Kérastase Chronologiste in-salon hair treatment
According to the Recherche Avancée L'Oréal, the science brains behind Kérastase hair products, caviar is the source of natural life. (If you ask me, the champagne that I like to chase my caviar down with is the real source of life, but that's neither here nor there.) Chronologiste, the brand's latest offering that proposes to cure all your hair ailments in one nifty treatment, has created a unique compound called mimetic caviar to imitate the food's natural essential amino acids, proteins, fatty acids, trace elements and iodine. Mixed with a rich, specially-formulate cream, the two components create soft, shiny, healthy, youthful locks in one swift go. The take home kit is $150, but an in-salon treatment, which lasts 30 minutes and comes with a helluva scalp and shoulder massage, will only set you back $75. It's a great way to get ready for a big night out where hair tossing leads to hair touching which leads to...well, other touching. You know. (Call 866 KERASTASE to find a salon near you.)

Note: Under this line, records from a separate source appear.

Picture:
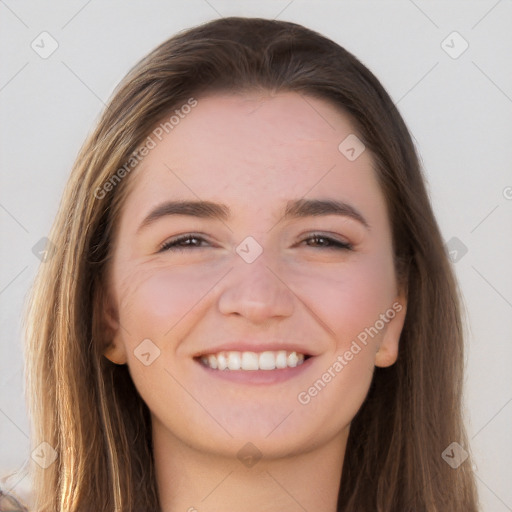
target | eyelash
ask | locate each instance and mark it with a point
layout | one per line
(172, 245)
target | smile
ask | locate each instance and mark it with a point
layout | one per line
(252, 361)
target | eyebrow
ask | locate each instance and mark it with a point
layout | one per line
(298, 208)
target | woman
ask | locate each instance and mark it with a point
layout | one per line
(248, 305)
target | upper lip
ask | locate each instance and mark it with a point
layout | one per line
(256, 346)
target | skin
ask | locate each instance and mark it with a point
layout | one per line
(252, 152)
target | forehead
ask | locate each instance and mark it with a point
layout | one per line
(253, 149)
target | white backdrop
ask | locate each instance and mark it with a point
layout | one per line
(457, 102)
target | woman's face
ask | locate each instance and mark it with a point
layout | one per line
(266, 276)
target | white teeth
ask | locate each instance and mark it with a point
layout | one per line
(222, 363)
(292, 359)
(234, 360)
(268, 360)
(249, 361)
(281, 359)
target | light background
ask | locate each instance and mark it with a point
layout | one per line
(459, 111)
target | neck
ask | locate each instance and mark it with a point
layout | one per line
(191, 480)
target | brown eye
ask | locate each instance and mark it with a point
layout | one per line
(182, 242)
(329, 243)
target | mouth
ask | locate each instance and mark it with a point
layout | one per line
(252, 361)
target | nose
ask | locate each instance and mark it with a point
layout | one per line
(256, 291)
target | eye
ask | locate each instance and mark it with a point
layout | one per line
(328, 242)
(180, 243)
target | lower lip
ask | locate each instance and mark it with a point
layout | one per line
(258, 376)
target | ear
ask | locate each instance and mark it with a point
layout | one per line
(387, 352)
(107, 326)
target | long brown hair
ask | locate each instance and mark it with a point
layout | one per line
(88, 409)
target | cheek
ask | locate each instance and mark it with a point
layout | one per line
(153, 300)
(350, 300)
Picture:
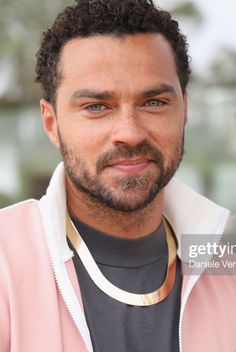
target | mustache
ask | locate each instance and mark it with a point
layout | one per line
(144, 149)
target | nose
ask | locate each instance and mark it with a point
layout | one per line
(128, 128)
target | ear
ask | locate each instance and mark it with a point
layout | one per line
(185, 107)
(50, 121)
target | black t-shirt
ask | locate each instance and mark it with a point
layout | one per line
(138, 266)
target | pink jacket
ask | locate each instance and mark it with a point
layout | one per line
(40, 303)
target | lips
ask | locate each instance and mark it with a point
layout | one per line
(130, 165)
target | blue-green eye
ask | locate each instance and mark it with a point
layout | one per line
(95, 107)
(154, 103)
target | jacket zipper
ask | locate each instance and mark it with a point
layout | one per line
(59, 286)
(195, 279)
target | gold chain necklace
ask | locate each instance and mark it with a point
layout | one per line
(113, 291)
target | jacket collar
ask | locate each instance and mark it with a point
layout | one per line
(187, 211)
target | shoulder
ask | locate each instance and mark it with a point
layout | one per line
(17, 220)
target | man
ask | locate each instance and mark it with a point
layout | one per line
(92, 266)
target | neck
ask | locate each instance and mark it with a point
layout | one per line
(128, 225)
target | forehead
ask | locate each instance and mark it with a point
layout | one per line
(116, 60)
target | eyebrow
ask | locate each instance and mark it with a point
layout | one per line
(163, 88)
(106, 95)
(87, 93)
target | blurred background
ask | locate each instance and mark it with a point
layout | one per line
(26, 157)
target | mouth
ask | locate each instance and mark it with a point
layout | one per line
(130, 166)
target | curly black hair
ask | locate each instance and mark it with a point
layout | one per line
(106, 17)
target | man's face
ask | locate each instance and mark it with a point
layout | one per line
(120, 116)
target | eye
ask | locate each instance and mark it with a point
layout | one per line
(155, 103)
(95, 107)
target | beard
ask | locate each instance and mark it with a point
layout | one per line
(121, 193)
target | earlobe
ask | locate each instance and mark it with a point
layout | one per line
(49, 121)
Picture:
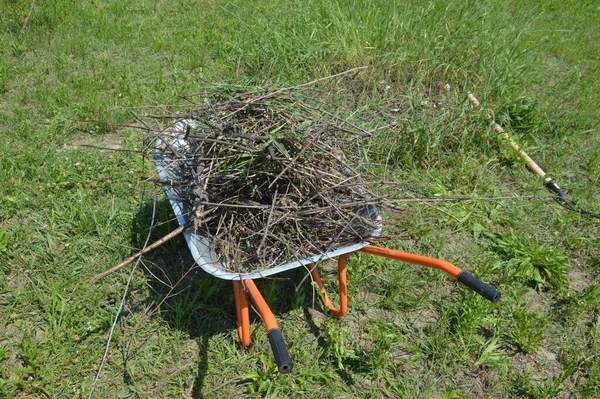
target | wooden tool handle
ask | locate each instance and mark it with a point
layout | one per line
(531, 164)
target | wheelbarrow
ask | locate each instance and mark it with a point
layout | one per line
(243, 283)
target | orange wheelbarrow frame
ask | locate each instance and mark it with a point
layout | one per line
(280, 352)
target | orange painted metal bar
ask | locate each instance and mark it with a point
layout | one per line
(242, 312)
(343, 288)
(416, 259)
(261, 305)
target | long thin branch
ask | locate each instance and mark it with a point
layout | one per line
(145, 250)
(28, 16)
(122, 304)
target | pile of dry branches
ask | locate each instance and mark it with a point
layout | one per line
(264, 177)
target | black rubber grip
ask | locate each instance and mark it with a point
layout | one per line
(551, 185)
(483, 289)
(282, 357)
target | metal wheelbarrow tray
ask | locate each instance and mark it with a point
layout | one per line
(243, 283)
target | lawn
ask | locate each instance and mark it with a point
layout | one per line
(69, 211)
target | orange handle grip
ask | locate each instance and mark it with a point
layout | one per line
(412, 258)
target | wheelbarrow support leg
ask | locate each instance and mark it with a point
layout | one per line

Just think how hot her hair will look!
Chanel 5 à 7
Taking inspiration from the French term for happy hour, this service invites clients to book a seat at the Chanel makeup counter at Holt Renfrew Bloor St. (Toronto) anytime between 5 and 7 on Thursdays and Fridays for a makeup application, touch up and mini lesson courtesy of a Chanel expert. You can choose one look from eight suggestions on Chanel's A la Carte menu of makeup looks, including the self-explanatory Bronze Goddess and the 5 To Whenever for traffic-stopping glam. And pick from the High Definition Makeup menu to learn how to achieve the perfect smoky eye (seriously girls, we still don't know how to do this?!), the perfect brow or the perfect false eyelash application. Six chairs are available at $75 a pop, which is redeemable in product, but bring a group of five friends and the hostess is free. It also includes a sugar high courtesy of petit fours and mock-tinis, which you are then meant to burn off by bar hopping in search of Mr. Right Now. (To book, call 416 922 2333.)
*Bonus (because I'm hopelessly devoted to Chanel)
The highly anticipated Chanel S/S 2010 rub-on tattoos are here and they're only $75 for five sheets of 55 tattoos! My crippling fear of needles and commitment phobia have left me tattoo free, despite years of entertaining the idea of branding myself in the name of coolness. So these are to me what tofurkey must be to a vegetarian on Thanksgiving. Except they're ultra cool, and probably taste better. (Available at select Chanel stores.)